Activating amphiphiles cause a conformational change of the 1,2-diacylglycerol 3-glucosyltransferase from Acholeplasma laidlawii membranes according to proteolytic digestion.

1,2-Diacylglycerol 3-glucosyltransferase synthesizes the major nonbilayer-prone lipid monoglucosyldiacylglycerol (MGlcDAG) in the membrane of Acholeplasma laidlawii, which is important for the spontaneous curvature, and is a regulatory site for the lipid surface charge density. A potential connection between activity and a conformational change of this enzyme, governed by essential lipid activators, was studied with purified MGlcDAG synthase in different lipid aggregates. Critical fractions of anionic phospholipids 1, 2-dioleoyl-phosphatidylglycerol (DOPG) and 1,2-dioleoyl-phosphatidylserine (DOPS) were essential for the restoration of enzyme activity, while the zwitterionic 1,2-dioleoyl-phosphatidylcholine (DOPC) and the uncharged diglucosyldiacylglycerol (DGlcDAG) were not.

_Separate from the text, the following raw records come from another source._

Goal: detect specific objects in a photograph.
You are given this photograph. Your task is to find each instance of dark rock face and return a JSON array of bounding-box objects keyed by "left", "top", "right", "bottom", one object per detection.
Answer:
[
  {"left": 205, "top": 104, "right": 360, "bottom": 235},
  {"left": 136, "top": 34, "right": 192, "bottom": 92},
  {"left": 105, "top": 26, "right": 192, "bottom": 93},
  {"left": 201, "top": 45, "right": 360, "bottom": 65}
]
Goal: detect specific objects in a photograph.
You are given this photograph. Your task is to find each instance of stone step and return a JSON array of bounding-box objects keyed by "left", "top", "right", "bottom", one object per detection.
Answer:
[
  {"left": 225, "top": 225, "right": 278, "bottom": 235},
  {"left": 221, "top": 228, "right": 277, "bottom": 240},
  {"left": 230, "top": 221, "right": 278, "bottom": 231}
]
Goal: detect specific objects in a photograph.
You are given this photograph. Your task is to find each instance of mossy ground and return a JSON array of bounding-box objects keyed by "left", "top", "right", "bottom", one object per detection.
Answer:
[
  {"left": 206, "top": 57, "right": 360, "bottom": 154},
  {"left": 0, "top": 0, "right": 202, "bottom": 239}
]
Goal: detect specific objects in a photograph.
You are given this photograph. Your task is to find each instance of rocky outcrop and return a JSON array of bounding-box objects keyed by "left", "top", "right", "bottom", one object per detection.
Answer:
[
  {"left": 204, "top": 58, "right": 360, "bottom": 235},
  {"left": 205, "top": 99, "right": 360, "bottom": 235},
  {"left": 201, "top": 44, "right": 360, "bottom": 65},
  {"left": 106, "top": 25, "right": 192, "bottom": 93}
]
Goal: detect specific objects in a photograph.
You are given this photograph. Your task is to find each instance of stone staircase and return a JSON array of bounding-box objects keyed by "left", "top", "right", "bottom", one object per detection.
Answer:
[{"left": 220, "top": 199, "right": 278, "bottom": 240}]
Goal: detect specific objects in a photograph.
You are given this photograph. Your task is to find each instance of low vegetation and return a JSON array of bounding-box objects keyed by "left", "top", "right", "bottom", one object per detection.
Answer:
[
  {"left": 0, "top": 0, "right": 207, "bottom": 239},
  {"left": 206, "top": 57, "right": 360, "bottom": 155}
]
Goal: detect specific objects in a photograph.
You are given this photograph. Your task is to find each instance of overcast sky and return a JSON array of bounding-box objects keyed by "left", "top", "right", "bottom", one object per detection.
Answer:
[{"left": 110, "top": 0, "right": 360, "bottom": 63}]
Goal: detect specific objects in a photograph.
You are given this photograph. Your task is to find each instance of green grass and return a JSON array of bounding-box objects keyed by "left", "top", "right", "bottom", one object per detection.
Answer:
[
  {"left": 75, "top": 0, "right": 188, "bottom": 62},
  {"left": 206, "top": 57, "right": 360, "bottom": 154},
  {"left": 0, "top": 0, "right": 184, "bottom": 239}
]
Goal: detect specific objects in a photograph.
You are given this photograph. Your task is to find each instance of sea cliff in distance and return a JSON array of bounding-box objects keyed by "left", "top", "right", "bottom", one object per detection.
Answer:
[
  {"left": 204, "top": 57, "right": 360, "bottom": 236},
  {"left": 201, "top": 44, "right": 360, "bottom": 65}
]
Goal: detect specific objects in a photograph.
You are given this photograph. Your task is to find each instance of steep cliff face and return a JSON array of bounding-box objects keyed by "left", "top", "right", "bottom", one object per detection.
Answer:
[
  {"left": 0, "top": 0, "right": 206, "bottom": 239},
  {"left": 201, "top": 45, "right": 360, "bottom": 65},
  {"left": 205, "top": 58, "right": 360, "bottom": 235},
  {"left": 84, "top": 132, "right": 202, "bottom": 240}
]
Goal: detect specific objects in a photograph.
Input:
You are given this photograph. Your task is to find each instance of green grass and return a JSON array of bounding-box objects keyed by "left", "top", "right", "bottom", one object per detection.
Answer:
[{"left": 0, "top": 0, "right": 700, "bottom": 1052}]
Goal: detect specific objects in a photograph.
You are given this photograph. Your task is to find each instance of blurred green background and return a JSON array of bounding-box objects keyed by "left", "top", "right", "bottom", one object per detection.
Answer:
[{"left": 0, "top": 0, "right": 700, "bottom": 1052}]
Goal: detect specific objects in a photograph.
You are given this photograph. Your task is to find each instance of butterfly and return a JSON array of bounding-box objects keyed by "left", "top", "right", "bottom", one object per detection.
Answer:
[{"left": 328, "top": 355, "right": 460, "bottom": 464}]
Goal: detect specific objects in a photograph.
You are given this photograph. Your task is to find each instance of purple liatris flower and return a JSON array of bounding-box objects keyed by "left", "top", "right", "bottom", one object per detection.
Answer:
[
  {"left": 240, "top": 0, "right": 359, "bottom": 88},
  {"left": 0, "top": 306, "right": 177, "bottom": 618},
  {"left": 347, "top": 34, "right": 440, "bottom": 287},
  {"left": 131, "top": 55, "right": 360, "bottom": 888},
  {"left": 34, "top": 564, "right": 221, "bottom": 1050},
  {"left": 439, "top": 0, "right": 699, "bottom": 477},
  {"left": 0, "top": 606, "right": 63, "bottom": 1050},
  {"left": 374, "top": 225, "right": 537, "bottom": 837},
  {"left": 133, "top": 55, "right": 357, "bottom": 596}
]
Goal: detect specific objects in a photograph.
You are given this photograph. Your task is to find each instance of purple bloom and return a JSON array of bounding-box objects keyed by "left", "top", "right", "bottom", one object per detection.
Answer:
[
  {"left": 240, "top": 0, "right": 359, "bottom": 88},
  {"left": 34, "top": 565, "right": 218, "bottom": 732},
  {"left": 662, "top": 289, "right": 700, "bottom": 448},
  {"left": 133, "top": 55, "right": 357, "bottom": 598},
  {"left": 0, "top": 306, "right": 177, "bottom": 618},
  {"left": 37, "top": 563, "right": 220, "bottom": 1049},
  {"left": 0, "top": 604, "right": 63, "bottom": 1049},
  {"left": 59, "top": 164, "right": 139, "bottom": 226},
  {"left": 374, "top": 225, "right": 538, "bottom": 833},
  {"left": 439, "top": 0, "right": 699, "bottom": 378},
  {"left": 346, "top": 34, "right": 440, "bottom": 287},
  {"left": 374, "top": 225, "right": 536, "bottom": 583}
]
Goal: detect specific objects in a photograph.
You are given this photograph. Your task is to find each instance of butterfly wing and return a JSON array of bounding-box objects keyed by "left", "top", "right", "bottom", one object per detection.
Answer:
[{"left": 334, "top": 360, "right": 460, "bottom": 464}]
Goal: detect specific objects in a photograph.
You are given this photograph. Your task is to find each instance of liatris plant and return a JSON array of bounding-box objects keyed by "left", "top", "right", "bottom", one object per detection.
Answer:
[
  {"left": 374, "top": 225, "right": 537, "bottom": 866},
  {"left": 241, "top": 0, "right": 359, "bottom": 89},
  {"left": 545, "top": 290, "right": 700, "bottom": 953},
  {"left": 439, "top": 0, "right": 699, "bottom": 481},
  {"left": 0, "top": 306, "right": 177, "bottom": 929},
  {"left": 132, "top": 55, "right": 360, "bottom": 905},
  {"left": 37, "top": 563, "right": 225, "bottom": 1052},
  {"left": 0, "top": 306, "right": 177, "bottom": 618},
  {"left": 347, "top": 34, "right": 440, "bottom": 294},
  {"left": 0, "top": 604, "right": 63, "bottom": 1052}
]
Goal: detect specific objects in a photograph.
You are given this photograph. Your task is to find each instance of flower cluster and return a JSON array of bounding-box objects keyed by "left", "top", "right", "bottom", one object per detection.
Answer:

Proteolytic resistance had a very good correlation with the enzyme activity in various lipid-CHAPS mixed micelles. Anionic lipids DOPG and DOPS could protect the exposed MGlcDAG synthase from digestion, whereas DOPC and DGlcDAG could not. Similar features were observed in liposome bilayers. Likewise, the detergent dodecylphosphoglycerol (PGD), with a phosphatidylglycerol-like headgroup, could also stimulate the MGlcDAG synthase activity efficiently with a concomitant protection toward proteolytic digestion. Neither proteolytic resistance nor restored enzyme activity was observed using soluble glycerol 3-phosphate. It is concluded that in addition to critical amounts, both the negatively charged headgroup and hydrophobic chains of the activator amphiphiles, but not a certain aggregate curvature, seem necessary for a proper conformation and the resulting active state of the MGlcDAG synthase.